Through the method described here, we demonstrate that by using a large collection of SNP markers and patterns of linkage disequilibrium modeled by a panel of haplotypes, sets of non-overlapping, low-coverage sequencing data can be compared to determine if the two samples originated from the same individual.

### Additional methods

#### Algorithm

We begin with a SNP reference panel of haplotypes from a population chosen based on a priori knowledge or previous analyses to best represent the population from which the samples originated. For each sample, we examine reads that overlap SNP positions from the panel to identify the base at that position. Bases that do not match one of the two alleles from the reference panel are discarded. Observations for positions where multiple reads map are omitted.
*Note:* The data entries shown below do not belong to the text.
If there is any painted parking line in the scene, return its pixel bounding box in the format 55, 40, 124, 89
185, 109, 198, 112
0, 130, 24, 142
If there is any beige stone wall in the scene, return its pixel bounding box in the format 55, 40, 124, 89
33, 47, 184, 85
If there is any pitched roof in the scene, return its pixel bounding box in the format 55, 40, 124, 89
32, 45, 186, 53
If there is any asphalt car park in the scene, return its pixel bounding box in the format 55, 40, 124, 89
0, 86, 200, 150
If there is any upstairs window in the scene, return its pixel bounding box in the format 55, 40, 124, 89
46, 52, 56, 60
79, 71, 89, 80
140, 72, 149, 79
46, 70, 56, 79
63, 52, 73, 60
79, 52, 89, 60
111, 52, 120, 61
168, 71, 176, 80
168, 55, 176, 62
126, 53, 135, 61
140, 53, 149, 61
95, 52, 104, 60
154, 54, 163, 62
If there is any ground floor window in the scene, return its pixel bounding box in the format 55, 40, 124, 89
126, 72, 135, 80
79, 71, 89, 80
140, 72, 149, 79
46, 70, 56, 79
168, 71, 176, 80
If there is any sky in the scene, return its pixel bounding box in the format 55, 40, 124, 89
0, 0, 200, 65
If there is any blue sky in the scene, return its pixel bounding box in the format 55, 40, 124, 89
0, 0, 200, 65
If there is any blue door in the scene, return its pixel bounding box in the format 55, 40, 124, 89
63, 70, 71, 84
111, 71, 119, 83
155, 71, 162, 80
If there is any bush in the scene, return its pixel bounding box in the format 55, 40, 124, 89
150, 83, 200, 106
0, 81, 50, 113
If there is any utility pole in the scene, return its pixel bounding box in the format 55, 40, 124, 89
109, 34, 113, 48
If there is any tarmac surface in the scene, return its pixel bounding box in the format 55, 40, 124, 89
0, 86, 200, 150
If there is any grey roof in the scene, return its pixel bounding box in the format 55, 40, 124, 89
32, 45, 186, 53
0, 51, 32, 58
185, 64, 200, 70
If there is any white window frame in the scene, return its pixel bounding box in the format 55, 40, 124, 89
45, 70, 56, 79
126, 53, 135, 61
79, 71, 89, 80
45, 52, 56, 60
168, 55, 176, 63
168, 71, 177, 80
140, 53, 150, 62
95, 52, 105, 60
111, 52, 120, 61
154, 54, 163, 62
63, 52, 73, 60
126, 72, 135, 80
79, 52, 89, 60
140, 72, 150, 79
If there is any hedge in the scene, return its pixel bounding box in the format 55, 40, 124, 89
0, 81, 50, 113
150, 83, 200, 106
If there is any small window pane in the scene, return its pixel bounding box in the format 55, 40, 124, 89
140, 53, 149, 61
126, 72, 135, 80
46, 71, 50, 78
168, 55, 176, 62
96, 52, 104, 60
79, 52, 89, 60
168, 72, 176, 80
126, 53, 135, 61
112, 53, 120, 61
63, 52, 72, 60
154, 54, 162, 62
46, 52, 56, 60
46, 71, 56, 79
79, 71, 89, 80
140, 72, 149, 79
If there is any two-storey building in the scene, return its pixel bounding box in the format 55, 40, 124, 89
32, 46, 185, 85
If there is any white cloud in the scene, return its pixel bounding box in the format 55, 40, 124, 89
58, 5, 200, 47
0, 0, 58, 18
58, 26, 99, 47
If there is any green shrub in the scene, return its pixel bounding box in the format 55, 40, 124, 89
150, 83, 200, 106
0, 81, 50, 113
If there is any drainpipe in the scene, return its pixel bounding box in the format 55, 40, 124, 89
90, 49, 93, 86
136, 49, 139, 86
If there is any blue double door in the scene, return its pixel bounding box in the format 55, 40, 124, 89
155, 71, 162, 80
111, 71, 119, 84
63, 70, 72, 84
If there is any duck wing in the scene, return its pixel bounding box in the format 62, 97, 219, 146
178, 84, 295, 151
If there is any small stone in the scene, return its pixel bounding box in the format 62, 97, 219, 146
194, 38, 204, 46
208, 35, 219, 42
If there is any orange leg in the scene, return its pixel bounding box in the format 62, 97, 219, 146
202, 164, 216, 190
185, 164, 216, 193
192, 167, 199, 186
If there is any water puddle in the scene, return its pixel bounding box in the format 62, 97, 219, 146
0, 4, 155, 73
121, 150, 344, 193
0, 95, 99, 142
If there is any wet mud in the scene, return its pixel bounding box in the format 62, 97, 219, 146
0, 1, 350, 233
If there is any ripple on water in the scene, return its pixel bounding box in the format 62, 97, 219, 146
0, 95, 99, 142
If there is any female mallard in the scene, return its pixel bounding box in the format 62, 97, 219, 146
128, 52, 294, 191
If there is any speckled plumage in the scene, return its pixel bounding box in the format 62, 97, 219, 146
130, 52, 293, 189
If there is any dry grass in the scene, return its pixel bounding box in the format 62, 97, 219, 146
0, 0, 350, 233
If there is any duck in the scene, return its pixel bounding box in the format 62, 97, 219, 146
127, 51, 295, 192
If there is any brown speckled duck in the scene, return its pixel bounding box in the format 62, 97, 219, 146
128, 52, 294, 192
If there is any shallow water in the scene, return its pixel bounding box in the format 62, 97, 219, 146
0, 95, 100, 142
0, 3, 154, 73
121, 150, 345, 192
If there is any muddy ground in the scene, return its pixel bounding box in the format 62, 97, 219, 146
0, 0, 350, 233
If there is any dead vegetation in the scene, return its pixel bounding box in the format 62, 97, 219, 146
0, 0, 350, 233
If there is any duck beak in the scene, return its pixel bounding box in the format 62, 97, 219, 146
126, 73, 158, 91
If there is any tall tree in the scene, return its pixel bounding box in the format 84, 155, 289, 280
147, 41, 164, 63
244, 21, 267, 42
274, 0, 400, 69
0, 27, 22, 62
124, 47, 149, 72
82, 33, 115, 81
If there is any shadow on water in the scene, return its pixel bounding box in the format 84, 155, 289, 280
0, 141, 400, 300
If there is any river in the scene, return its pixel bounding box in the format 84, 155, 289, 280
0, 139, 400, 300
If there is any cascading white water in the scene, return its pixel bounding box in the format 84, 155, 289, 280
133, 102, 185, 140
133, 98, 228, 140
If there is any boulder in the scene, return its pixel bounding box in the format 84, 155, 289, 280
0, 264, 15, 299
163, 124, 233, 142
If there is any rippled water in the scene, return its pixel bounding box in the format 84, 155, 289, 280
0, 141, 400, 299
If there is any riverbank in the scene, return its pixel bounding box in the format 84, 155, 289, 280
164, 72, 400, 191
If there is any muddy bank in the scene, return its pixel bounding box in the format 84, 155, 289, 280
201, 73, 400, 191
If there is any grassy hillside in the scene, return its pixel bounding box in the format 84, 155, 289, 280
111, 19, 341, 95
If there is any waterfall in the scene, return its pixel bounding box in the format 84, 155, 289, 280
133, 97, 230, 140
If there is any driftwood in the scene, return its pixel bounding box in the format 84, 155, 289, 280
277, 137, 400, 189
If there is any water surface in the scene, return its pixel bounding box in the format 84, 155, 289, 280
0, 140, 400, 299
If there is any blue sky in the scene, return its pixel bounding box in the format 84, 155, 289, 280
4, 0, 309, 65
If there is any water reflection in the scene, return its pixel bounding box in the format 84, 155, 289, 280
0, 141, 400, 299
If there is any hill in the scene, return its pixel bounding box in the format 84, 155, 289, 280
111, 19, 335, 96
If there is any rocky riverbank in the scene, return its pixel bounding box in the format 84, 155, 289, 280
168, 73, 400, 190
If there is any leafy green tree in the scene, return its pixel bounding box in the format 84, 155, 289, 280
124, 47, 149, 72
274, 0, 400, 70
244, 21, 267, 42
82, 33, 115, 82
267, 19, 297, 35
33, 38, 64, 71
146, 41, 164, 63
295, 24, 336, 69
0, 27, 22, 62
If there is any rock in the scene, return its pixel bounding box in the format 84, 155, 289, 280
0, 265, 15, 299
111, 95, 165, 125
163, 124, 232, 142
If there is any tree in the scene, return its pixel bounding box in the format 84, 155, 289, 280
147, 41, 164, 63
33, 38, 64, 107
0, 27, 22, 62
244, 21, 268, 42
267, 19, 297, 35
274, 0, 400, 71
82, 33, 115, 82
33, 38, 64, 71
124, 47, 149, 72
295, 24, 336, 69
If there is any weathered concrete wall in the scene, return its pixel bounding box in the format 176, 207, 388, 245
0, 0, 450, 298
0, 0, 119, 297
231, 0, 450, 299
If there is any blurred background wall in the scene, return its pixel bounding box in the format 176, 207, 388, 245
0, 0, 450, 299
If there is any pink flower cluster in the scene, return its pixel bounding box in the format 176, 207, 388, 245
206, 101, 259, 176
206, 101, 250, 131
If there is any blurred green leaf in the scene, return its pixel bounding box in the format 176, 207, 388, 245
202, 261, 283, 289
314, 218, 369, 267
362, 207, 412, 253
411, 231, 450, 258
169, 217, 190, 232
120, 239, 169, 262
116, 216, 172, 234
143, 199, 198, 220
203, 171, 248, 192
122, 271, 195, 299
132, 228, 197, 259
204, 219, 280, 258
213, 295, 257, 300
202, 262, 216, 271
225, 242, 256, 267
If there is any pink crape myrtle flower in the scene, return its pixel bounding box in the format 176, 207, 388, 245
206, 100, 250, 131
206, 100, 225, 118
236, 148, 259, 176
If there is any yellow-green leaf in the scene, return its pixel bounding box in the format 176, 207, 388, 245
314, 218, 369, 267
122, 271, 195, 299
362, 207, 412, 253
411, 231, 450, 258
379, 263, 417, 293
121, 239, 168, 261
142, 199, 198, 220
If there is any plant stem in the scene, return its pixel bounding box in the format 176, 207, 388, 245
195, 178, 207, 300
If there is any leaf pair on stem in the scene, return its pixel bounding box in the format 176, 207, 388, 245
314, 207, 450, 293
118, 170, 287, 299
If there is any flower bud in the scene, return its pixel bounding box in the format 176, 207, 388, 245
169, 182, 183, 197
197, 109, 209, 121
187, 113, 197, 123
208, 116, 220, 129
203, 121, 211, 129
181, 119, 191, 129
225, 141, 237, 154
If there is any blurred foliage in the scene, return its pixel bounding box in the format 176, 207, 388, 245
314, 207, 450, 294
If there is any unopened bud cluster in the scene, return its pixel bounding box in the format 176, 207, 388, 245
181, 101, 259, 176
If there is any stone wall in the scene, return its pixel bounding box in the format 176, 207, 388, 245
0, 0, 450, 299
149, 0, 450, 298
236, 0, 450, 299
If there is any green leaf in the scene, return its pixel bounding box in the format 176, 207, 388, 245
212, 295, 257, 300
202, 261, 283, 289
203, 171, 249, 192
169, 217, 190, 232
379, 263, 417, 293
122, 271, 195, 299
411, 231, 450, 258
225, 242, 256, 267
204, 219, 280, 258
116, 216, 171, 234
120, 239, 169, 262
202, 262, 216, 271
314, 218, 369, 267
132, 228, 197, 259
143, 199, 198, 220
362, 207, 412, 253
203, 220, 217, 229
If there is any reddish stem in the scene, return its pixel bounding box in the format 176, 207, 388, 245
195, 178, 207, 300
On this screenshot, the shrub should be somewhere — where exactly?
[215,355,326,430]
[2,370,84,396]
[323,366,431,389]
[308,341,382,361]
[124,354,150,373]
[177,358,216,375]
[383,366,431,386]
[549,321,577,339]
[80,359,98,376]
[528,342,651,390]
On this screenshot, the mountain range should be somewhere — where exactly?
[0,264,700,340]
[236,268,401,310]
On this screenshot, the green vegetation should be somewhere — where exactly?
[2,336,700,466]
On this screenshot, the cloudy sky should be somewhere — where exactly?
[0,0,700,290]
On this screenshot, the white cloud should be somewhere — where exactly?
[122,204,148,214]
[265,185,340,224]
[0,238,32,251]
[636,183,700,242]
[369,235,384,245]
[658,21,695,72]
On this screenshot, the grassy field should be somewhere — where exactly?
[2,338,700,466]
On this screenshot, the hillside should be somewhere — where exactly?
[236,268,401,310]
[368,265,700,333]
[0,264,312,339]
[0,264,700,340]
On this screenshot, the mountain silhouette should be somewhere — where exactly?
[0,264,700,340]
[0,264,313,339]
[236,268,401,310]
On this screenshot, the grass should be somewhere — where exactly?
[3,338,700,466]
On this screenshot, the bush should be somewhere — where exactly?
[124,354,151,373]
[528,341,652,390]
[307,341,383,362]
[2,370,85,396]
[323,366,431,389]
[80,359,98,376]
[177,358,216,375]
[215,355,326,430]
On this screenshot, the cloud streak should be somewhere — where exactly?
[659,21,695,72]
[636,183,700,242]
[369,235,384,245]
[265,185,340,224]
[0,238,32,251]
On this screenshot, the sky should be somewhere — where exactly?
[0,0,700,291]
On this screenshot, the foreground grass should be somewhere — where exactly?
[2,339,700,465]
The majority of positions will have no observation.

Next, we find all pairs of SNPs between the two samples within a specified distance on the chromosome. A minimal distance is also enforced to ensure that the two base observations are never made from the same fragment in within-library comparisons. For each pair of base observations, denoted as *A* and *B*, we calculate the probabilities of that observation under two models. The first represents the probability of observing this combination of bases when the observations were made from independent chromosomes, i.e. two unrelated individuals. In this case, the two observations are independent and based solely on the frequencies of each allele in the population:

$$ {P}_2\left(A\wedge B\right)=f(A)f(B) $$

Where *f*(*A*) and *f*(*B*) are the frequencies of alleles *A* and *B* in the population.

In the second model, the observations are made from a diploid individual, where there is an equal chance of the two observations originating from the same chromosome or from different chromosomes.

$$ {P}_1\left(A\wedge B\right)=\frac{1}{2}f(AB)+\frac{1}{2}f(A)f(B) $$

In the case where both observations are made from the same chromosome, the probability of observing alleles *A* and *B* is the frequency that *A* and *B* appear on the same chromosome in the population, i.e. the haplotype frequency, *f*(*AB*). Otherwise, the probability is the same as independently observing *A* and *B* on different chromosomes.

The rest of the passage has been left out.